Mit zunehmender Christianisierung wurde das Amt dann eines, das nach
der Taufe seine Bedeutung bekam. Der Pate blieb aber für die christliche
Erziehung mit verantwortlich. Heute bietet die Kirche dafür eine
große Anzahl zusätzlicher Hilfen (Religionsunterricht, Konfirmandenunterricht,
Kinder- und Jugendarbeit, Kindergottesdienst), weshalb der Pate in dieser
Hinsicht entlastet ist. Dennoch begleitet er das leben des Täuflings
kontinuierlich und kann als elterlicher Freund die Erziehung unterstützen.
Ideal ist es, wenn er so zu einer Vertrauensperson wird und nicht nur
zum Abliefern der Geschenke "mißbraucht" wird.
Wer kann Pate werden?
Pate kann werden, wer Mitglied der Kirche ist. In der evangelischen
Kirche muß er dazu auch konfirmiert sein. Aber auch ein katholischer
Christ kann Pate werden, wenn er seiner Kirche noch angehört. In
der Regel soll wenigstens ein Pate auch evangelisch sein, um dem Patenkind
auch vermitteln zu können, wie es ist evangelisch zu sein.
Müssen Paten der
Kirche angehören?
Das Patenamt ist ein kirchliches Amt, Eltern machen dazu Vorschläge,
wer es übernehmen kann.

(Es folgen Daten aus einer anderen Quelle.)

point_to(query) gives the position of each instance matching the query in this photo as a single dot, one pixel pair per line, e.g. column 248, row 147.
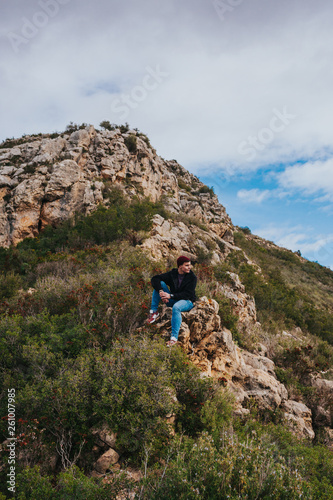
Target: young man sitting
column 176, row 289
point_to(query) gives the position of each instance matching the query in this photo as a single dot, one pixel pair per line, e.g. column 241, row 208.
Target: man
column 176, row 289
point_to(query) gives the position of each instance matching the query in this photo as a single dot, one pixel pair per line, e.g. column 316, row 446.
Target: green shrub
column 70, row 484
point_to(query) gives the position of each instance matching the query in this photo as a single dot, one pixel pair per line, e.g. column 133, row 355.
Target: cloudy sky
column 238, row 91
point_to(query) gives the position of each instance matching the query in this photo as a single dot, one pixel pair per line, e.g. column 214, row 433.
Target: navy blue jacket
column 186, row 291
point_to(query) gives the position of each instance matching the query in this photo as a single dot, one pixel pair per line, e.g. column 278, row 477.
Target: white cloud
column 310, row 178
column 313, row 246
column 226, row 78
column 253, row 195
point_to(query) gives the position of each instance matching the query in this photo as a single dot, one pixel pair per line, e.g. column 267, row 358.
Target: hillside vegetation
column 75, row 347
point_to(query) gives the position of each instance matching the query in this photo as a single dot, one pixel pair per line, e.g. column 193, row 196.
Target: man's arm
column 188, row 291
column 156, row 280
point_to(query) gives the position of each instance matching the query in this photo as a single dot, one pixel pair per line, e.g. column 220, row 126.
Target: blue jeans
column 178, row 306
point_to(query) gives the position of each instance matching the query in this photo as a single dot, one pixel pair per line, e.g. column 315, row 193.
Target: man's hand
column 164, row 296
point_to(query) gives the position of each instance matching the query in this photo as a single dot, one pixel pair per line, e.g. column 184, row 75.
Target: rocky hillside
column 255, row 352
column 45, row 180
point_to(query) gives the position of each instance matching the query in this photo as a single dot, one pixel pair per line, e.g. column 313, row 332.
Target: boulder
column 105, row 462
column 298, row 418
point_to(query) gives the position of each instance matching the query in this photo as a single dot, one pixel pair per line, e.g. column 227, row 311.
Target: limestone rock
column 212, row 349
column 105, row 437
column 299, row 418
column 104, row 462
column 46, row 180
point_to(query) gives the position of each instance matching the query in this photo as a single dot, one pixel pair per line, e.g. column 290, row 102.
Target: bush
column 70, row 484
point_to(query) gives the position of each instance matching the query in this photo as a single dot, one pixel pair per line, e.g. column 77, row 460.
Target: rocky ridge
column 46, row 180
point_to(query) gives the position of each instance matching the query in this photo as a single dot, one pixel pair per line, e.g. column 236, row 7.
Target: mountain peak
column 47, row 178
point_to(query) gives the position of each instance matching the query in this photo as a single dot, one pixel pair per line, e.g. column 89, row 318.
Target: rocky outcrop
column 298, row 418
column 243, row 305
column 251, row 377
column 45, row 180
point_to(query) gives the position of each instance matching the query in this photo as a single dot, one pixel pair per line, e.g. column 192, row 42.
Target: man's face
column 185, row 268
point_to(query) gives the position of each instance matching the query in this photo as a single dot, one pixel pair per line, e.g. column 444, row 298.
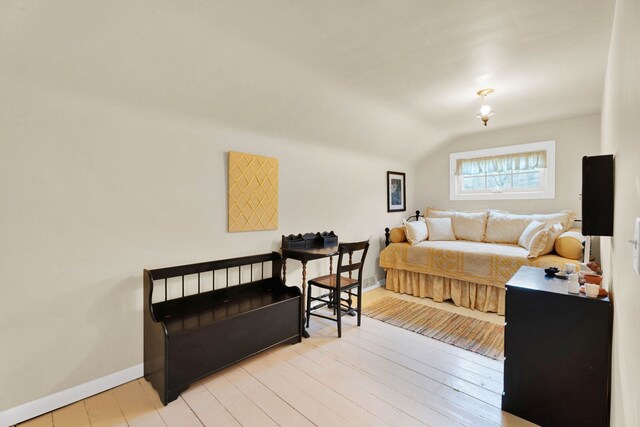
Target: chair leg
column 339, row 313
column 332, row 298
column 359, row 303
column 309, row 304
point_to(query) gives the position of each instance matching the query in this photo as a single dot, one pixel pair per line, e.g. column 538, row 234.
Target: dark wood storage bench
column 189, row 336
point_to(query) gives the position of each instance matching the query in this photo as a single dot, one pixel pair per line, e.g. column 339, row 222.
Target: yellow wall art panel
column 253, row 192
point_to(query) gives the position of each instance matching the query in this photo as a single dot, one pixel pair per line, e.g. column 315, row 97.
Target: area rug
column 471, row 334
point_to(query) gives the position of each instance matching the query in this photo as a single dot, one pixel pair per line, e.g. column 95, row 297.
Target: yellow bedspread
column 485, row 263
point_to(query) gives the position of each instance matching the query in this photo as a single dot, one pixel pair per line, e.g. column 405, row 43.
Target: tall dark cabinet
column 597, row 195
column 557, row 368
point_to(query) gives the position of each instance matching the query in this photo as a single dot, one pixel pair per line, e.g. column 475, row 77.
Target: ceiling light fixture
column 485, row 110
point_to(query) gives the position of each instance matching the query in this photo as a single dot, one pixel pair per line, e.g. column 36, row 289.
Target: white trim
column 550, row 193
column 62, row 398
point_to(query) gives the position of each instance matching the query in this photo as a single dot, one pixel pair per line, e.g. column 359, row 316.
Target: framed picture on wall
column 396, row 192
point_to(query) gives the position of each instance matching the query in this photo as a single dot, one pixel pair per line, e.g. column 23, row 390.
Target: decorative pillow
column 538, row 243
column 527, row 235
column 569, row 244
column 503, row 227
column 466, row 225
column 565, row 218
column 416, row 231
column 440, row 229
column 397, row 235
column 554, row 232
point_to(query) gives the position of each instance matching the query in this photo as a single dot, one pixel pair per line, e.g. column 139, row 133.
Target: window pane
column 472, row 182
column 499, row 181
column 526, row 180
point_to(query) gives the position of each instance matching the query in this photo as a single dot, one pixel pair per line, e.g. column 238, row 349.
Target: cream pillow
column 440, row 229
column 538, row 242
column 466, row 225
column 565, row 218
column 527, row 235
column 503, row 227
column 416, row 231
column 554, row 232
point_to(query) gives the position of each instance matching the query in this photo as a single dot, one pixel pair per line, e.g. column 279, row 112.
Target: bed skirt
column 466, row 294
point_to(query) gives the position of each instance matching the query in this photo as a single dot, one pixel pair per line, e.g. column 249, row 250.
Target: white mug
column 573, row 286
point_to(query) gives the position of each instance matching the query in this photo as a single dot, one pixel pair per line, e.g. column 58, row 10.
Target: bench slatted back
column 160, row 276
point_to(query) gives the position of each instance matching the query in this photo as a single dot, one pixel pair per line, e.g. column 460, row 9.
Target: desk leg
column 284, row 270
column 304, row 298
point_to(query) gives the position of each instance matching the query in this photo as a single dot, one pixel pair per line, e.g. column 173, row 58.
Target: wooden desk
column 305, row 255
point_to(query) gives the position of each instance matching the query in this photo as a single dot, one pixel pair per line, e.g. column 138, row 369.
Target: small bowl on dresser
column 593, row 279
column 592, row 290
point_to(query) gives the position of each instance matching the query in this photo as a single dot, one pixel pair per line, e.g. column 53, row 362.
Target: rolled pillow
column 538, row 243
column 440, row 229
column 466, row 225
column 527, row 235
column 569, row 244
column 416, row 231
column 397, row 235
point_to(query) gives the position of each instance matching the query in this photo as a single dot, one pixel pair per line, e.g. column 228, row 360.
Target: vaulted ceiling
column 378, row 76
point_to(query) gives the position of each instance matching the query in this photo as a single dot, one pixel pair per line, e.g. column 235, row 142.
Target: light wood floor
column 377, row 374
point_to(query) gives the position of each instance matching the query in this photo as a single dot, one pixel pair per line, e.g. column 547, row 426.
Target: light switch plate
column 636, row 247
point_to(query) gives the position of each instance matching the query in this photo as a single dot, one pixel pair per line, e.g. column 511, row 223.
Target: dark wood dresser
column 557, row 369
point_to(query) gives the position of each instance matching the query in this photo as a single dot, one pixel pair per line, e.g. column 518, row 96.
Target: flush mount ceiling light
column 485, row 110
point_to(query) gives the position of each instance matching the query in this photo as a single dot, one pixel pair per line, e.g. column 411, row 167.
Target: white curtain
column 503, row 163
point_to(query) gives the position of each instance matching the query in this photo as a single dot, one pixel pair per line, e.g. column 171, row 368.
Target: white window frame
column 548, row 193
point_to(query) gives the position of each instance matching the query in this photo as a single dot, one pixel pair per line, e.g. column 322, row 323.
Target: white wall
column 574, row 138
column 93, row 192
column 621, row 136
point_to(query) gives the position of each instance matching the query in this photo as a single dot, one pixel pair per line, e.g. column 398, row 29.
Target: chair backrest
column 345, row 257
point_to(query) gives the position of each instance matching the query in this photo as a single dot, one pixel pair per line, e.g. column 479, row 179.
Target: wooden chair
column 336, row 284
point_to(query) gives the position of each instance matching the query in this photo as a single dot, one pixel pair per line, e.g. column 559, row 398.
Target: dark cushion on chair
column 329, row 281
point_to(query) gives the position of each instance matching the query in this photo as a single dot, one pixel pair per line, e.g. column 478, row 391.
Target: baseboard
column 378, row 284
column 62, row 398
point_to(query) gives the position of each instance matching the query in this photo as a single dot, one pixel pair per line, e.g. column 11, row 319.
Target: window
column 524, row 171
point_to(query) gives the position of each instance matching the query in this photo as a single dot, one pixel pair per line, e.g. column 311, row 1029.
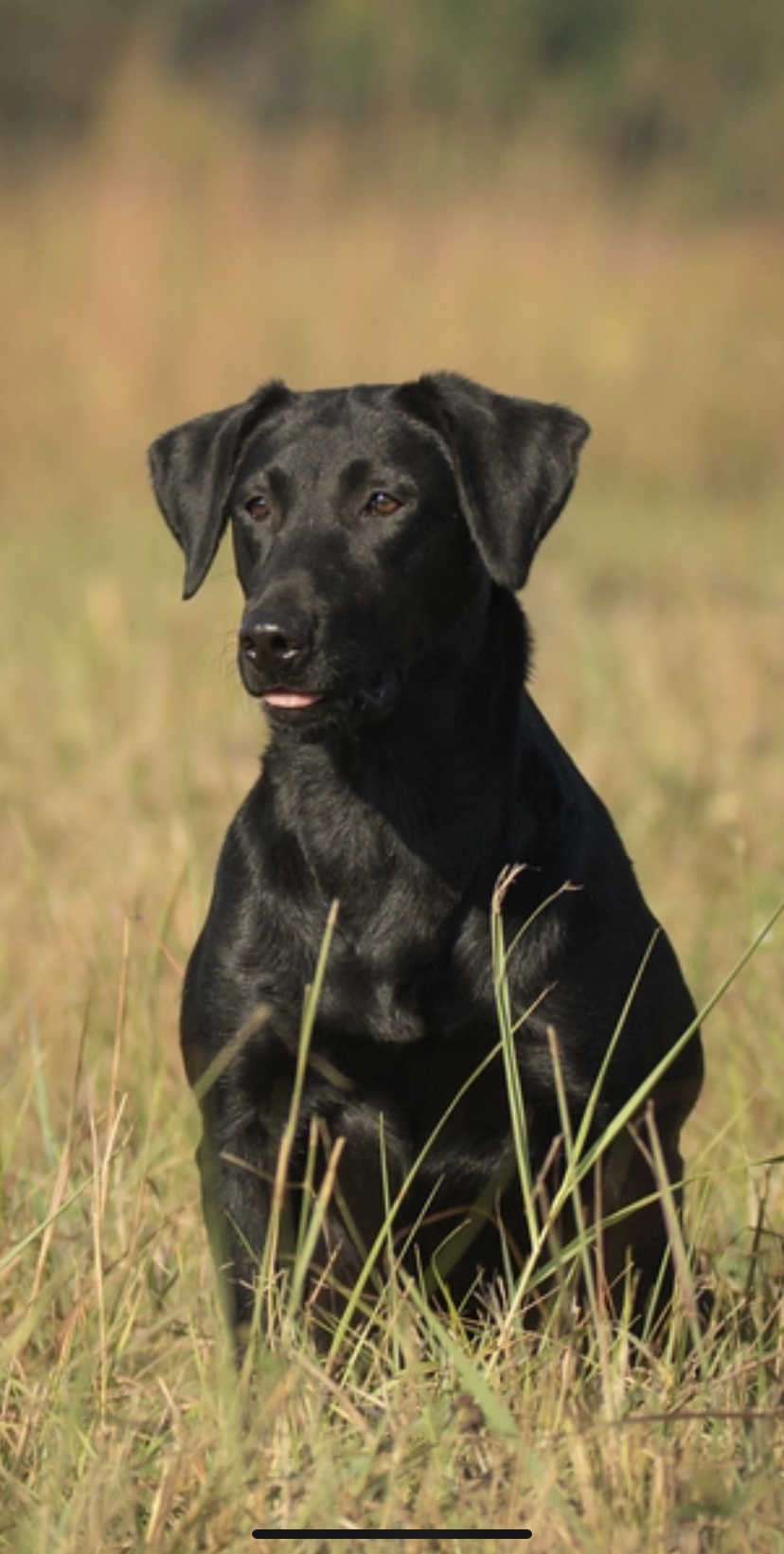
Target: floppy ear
column 191, row 468
column 516, row 462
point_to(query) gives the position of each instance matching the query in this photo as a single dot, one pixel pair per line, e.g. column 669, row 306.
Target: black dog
column 379, row 536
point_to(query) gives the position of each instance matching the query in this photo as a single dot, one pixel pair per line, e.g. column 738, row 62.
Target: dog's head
column 368, row 524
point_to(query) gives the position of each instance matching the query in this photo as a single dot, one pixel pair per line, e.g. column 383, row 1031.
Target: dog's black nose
column 274, row 637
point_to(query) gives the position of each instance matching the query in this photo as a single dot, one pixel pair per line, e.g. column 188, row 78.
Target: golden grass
column 169, row 269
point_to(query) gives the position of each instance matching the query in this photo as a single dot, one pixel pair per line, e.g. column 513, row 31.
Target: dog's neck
column 443, row 761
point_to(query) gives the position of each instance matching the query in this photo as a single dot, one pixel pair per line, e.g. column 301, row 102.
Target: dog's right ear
column 191, row 470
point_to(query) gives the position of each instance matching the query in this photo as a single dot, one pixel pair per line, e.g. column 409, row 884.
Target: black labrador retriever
column 379, row 536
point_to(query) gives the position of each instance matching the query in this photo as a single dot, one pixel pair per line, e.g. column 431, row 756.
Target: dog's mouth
column 291, row 700
column 366, row 703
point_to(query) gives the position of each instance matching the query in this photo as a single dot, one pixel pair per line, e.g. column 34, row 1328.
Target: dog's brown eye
column 383, row 504
column 258, row 509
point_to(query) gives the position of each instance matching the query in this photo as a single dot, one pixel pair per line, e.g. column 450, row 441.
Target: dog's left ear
column 516, row 462
column 191, row 470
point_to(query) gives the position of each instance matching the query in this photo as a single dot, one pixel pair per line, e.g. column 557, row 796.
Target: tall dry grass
column 168, row 269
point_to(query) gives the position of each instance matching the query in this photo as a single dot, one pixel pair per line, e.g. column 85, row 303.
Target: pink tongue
column 289, row 700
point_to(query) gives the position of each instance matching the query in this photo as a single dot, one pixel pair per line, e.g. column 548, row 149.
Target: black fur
column 379, row 536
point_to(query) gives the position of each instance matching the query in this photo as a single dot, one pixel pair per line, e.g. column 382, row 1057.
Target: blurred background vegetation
column 640, row 82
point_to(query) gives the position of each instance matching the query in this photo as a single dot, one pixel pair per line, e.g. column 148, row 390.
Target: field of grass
column 167, row 271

Zum christlichen Glauben hinführen
und in die Kirche einführen kann selbstverständlich nur, wer
auch selbst Mitglied ist. Deshalb ist die Kirchenmitgliedschaft in jedem
Falle Voraussetzung für das Patenamt.
Wieviele Paten soll
das Kind haben?
Ein Kind soll mindestens einen Paten haben. Nach oben hin ist die Zahl
offen, aber es ist wenig sinnvoll, dass es mehr als vier Paten sind.
Was ist, wenn ich keine
Paten finde?
Die Gemeinde ist unter Umständen bei der Suche nach Paten behilflich.
In jedem Falle, sollten Sie in diesem Falle ein Gespräch mit dem/der
zuständigen Pfarrer/in führen. In keinem Fall soll die Taufe
an fehlenden Paten scheitern.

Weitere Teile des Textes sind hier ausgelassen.